Borobudur is designed as a mandala - a geometric aid for meditation. It is in fact a model of the Buddhist cosmos. Borobudur has 10 levels, and these 10 levels are categorized into three distinct parts which correspond to the three divisions of the Mahayana Buddhist universe: khamadhatu, the low-life, so to speak; rupadhatu, the realm of "form"; and arupadhatu, or the state of detachment from worldly being. A pilgrim would circumambulate the monument in clockwise fashion, starting with the reliefs on the eastern staircase, and going around the monument before ascending to the next level, and so on, until he reaches the top. That's a journey of ten circles around Borobudur, covering a distance totalling five kilometres.
View of the main stupa of Borobudur from an open doorway (22 June, 2004)
I have fond memories of my first encounter with Borobudur. It was on a night bus. An Indonesian movie was playing, a sort of epic drama. It was shot in Borobudur, and I watched transfixed at the massive stone monument, unable to believe that such a structure do exist in real life.
It must be close to thirty years later that the dream of visiting Borobudur come reality. Between then, the realisation that Borobudur is indeed real was reenforced by visits by relatives and friends, and my own mother, who brought back photographs she shot there.
Scenes from the life of Buddha carved on the panels of Borobudur (22 June, 2004)
It was a dream come true for me to finally stand on the terraces of Borobudur and view the lush Kedu Plain, with the horizon guarded by the active volcanoes.
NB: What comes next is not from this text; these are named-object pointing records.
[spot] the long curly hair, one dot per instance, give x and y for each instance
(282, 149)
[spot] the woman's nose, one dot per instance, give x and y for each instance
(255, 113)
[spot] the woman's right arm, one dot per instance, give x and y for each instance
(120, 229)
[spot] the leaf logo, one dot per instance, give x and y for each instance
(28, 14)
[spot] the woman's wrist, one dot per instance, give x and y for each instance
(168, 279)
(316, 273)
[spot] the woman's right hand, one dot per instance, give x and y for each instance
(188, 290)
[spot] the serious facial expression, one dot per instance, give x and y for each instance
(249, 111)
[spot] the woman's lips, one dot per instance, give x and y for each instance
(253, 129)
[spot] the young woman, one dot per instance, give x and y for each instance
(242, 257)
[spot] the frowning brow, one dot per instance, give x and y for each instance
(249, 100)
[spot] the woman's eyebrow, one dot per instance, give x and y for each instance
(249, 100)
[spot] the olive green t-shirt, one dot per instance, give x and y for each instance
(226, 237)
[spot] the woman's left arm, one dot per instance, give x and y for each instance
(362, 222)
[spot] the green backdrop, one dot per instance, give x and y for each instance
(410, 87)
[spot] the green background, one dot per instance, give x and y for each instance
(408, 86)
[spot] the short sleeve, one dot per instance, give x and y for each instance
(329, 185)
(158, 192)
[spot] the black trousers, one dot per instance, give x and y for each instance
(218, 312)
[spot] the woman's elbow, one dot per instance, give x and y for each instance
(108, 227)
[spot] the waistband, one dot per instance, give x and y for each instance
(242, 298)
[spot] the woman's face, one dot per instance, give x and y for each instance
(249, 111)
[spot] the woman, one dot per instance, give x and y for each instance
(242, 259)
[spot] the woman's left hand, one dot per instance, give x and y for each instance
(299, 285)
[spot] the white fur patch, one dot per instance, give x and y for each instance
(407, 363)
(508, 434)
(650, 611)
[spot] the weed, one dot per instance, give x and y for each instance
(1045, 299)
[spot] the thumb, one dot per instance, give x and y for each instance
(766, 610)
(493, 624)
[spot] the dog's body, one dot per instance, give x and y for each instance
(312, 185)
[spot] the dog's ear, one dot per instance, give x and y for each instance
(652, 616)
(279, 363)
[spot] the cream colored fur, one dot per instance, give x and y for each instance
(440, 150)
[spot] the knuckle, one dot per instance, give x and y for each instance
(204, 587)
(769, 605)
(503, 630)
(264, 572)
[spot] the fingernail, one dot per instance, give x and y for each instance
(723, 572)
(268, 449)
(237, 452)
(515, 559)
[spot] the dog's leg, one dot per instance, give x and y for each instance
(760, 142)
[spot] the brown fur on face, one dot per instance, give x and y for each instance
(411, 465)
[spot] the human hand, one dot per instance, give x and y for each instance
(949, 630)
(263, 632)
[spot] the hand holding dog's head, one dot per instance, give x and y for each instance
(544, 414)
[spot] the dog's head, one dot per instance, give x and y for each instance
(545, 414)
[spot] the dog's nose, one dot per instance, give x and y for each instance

In order to fully appreciate the monument, I visited it twice on June 21 and 22, 2004. But even then, it was impossible for me to fully appreciate all the bas-reliefs. Many appeared eroded beyond recognition, having weathered the elements for so many centuries.
Through this page, I hope to give you a glimpse of this marvellous monument. I hope you will enjoy this online exploration and perhaps one day, have the chance to view it in person.